Di tahun ini, kebangkitan humanisme internasional diawali dengan terjadinya krisis kemanusiaan di Palestina. Tak lain karena okupasi militer Israel terhadap rakyat di tanah Palestina. Jutaan orang dari berbagai negara pun mengecam aksi sepihak Israel.
Tercatat kurang lebih 9.900 jiwa meninggal, dan ribuan lainnya terdampak akibat perang. Selain persoalan politik global, yang mulai menampakkan sikap saling berhadapan dalam bloknya masing-masing. Dunia kini tengah dihadapkan dengan krisis multidimensi.
Sebuah era dimana perdamaian dunia kembali diusik ketenangannya. Hal serupa seperti era pra Perang Dunia 1 dan 2. Khususnya kala Perang Dingin berkecamuk di dunia. Krisis internasional kini berulang, dengan sikap terbuka antar negara untuk saling berperang.
Jika Perang Dunia 3 terpantik atas persoalan ini, tentu akan sangat merugikan bagi semua pihak. Bagi bangsa-bangsa yang berdaulat atas hak perdamaian dan kemerdekaannya. Maka wajar, jika reaksi humanisme internasional kembali mengemuka.
Dalam hal ini tentu saja demi kedamaian di Palestina, dengan harapan dapat mengurangi jatuhnya korban jiwa dari berbagai pihak. Bukan semata-mata memberi dukungan moril, melainkan dukungan politis, sebagai bentuk sikap masyarakat dunia.
Sama halnya ketika Indonesia menghadapi Belanda yang hendak menguasai kembali wilayahnya. Gerakan humanisme internasional yang tampak, diwujudkan dalam bentuk aksi boikot internasional terhadap aksi polisionil Belanda.
Penarikan duta besar dari pemantik krisis kemanusiaan kiranya menjadi simbol politik yang tegas. Catatan dari berbagai sumber pun menjelaskan reaksi masyarakat internasional yang mengutuk aksi Israel mengokupasi wilayah Palestina.
Kesadaran hak atas bangsa yang merdeka, serta landasan hak asasi manusia, menjadi dasar gelombang aksi "semangka" di berbagai belahan dunia. Tak luput dengan Indonesia, yang secara politik dan sosial memberi dukungan penuh bagi bangsa Palestina.

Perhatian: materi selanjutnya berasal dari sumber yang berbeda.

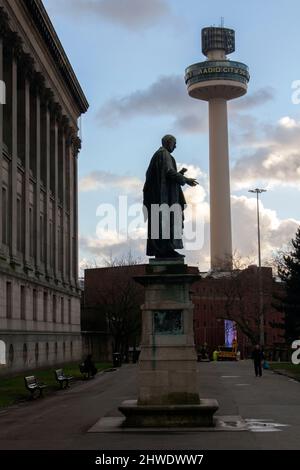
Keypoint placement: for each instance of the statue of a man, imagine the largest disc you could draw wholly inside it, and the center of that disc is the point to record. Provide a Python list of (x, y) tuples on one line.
[(164, 202)]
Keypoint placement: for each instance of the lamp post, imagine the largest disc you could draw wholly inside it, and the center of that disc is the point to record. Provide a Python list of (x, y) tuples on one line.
[(258, 191)]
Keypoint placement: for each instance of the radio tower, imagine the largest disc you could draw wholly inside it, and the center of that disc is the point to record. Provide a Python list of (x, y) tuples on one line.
[(218, 80)]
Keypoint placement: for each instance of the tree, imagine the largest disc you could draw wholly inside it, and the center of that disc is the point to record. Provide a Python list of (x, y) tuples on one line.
[(289, 303), (120, 298)]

Terhitung, ada sekitar 4.000 jiwa kanak-kanak yang meninggal selama konflik berlangsung hingga saat ini. Penduduk sipil, sarana, dan fasilitas kesehatan yang dilarang dijadikan target sesuai Konvensi Jenewa pun tak luput dari serangan.
Persoalan pelanggaran HAM, dan kemanusiaan inilah kiranya menjadi aspek utama yang harus diselesaikan. Perserikatan Bangsa-Bangsa (PBB) yang seharusnya mampu meredam konflik, pun seakan dibuat tidak berdaya.